Table 2 Performance metrics of the model and retinal specialists on the primary clinical validation set.
Fig. 2: Receiver operating characteristic curve of the model compared to retinal specialists.
figure 2

The retinal specialists’ grades for predicting ci-DME on the primary clinical validation set are shown as red dots. All methods (i.e., the model and retinal specialists) rendered their grades using monoscopic fundus images only. The ground truth for ci-DME was derived using OCT (center point thickness ≥ 250 μm).

In addition to predicting ci-DME, our model was able to predict presence of intraretinal and subretinal fluid. Our model had an area under the curve (AUC) of 0.81 (95% confidence interval (CI): 0.81–0.86) for detecting intraretinal fluid presence and an AUC of 0.88 (95% CI: 0.85–0.91) for subretinal fluid presence (Fig. 3).

Fig. 3: Effect of data size on prediction performance on the primary clinical validation set.
figure 3

A subsampled fraction of 1.0 indicates the entire training dataset. Model performance continues to increase with increased data, suggesting that the accuracy of predicting ci-DME, subretinal fluid, and intraretinal fluid presence will likely improve if the model is trained with more data. Error bars are 95% confidence interval using n = 2000 samples with replacement.

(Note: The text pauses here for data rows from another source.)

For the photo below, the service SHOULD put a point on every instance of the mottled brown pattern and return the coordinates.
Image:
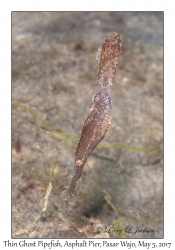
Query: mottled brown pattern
(108, 60)
(98, 119)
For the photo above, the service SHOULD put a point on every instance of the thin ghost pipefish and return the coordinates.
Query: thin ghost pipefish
(98, 119)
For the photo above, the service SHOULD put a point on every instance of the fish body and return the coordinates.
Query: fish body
(93, 131)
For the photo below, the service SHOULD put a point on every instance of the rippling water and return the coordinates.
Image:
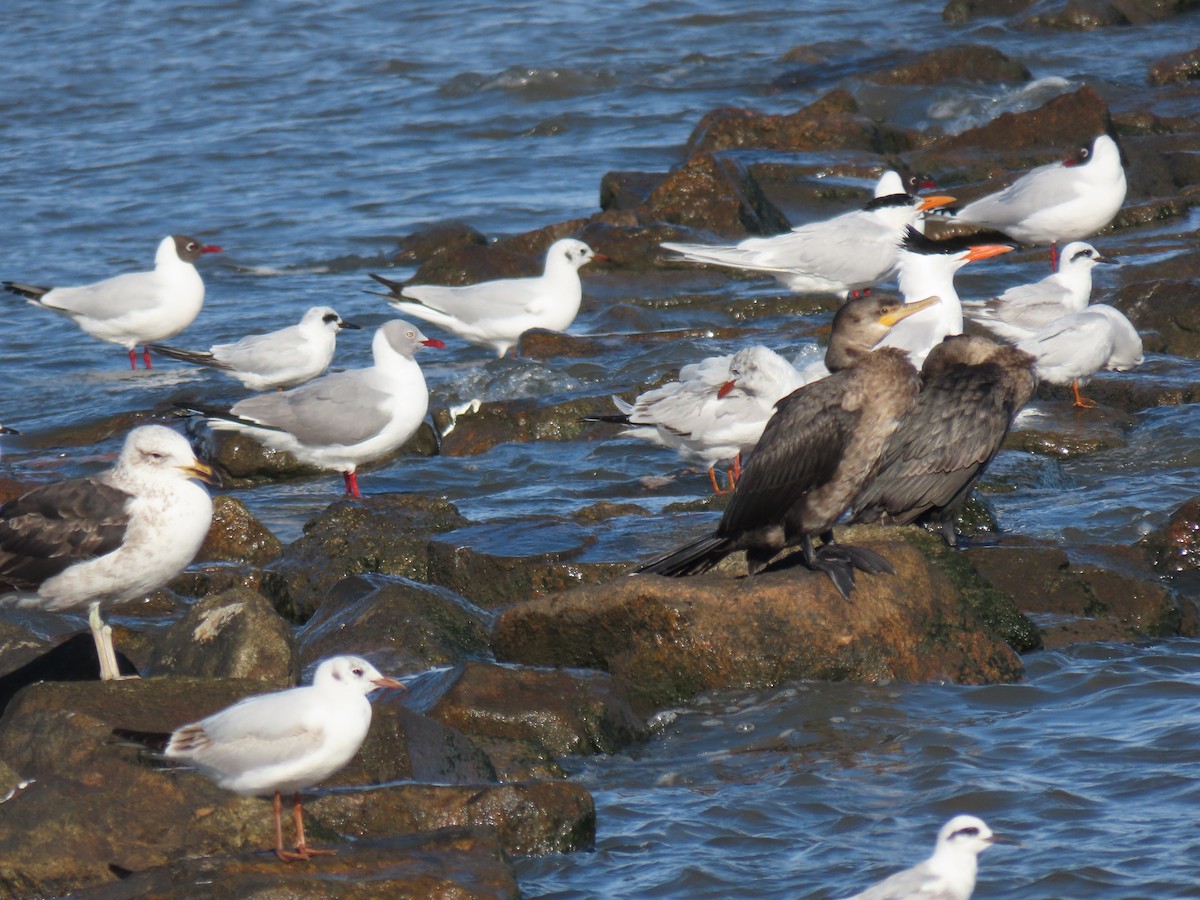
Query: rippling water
(306, 137)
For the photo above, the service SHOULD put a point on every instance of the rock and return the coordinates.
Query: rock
(565, 713)
(965, 63)
(237, 537)
(665, 640)
(385, 533)
(450, 862)
(502, 563)
(1177, 67)
(715, 195)
(401, 625)
(235, 634)
(1083, 603)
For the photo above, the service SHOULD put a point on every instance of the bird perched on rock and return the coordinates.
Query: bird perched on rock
(279, 359)
(820, 449)
(346, 419)
(496, 313)
(90, 543)
(137, 307)
(1073, 348)
(1061, 202)
(846, 253)
(1021, 311)
(947, 875)
(971, 390)
(282, 742)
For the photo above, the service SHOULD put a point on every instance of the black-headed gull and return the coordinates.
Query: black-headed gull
(279, 359)
(1057, 203)
(971, 390)
(850, 252)
(136, 307)
(820, 449)
(927, 269)
(282, 742)
(342, 420)
(947, 875)
(496, 313)
(1021, 311)
(1073, 348)
(89, 543)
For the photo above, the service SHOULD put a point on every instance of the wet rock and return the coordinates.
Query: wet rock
(961, 11)
(529, 819)
(499, 564)
(400, 625)
(385, 533)
(714, 193)
(237, 537)
(665, 640)
(565, 713)
(831, 123)
(1175, 546)
(1077, 603)
(1177, 67)
(235, 634)
(436, 240)
(453, 862)
(965, 63)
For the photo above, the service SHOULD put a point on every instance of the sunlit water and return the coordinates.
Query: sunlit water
(306, 137)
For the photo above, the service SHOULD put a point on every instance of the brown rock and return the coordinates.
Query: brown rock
(235, 634)
(237, 537)
(400, 625)
(665, 640)
(385, 533)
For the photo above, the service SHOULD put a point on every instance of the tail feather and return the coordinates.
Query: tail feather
(694, 558)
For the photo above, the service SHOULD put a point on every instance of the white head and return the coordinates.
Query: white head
(569, 251)
(352, 673)
(324, 318)
(157, 451)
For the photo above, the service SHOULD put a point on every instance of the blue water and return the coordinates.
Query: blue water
(305, 138)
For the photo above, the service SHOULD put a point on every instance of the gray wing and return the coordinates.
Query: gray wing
(341, 408)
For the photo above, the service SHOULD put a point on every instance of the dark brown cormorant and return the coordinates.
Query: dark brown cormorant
(817, 451)
(971, 389)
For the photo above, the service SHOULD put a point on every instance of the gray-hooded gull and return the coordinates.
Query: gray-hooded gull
(346, 419)
(282, 742)
(947, 875)
(90, 543)
(496, 313)
(279, 359)
(136, 307)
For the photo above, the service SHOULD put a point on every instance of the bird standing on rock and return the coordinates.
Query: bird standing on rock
(496, 313)
(96, 541)
(137, 307)
(820, 449)
(281, 742)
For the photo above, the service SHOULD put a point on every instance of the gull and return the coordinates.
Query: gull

Model generalizes to a secondary validation set

In addition to the primary clinical validation dataset, the model was also applied to a secondary validation dataset, EyePACS-DME, to examine the model’s generalizability. This dataset consists of 990 images with moderate, severe non-proliferative DR or proliferative DR, a subset of data previously gathered during another DME study27. The images were gathered using a Canon CR-DGi camera and OCTs were taken with a Optovue iVue machine from a US-based population (see Methods). There are some notable differences in this dataset in comparison with the primary validation dataset, particularly in terms of defining and measuring ci-DME based on central subfield thickness and incorporation of inclusion/exclusion criteria (Supplementary Table 2). Based on this different definition and inclusion criteria, the number of ci-DME cases in the secondary validation set was 7.8% compared with 27.2% in the primary clinical validation set. Thus, the model performance on the datasets cannot be compared directly in terms of absolute values (especially for metrics such as positive predictive value (PPV), which depend a lot on the priori distribution). However, relative comparisons between the model and graders (in this instance EyePACS certified graders) can be drawn (Fig. 4 and Table 3). Similar to the results of the primary validation, our model had a PPV roughly twice that of manual grading using hard exudates as proxy (35% [95% CI: 27–44%] vs. 18% [95% CI: 13–23%]) and similar negative predictive value (NPV) (96% [95% CI: 95–98%] vs. 95% [95% CI: 94–97%]). This translated to a similar sensitivity (57% [95% CI: 47–69%] vs. 55% [43–66%]) but higher specificity (91% [95% CI: 89–93%] vs. 79% [95% CI: 76–82%]).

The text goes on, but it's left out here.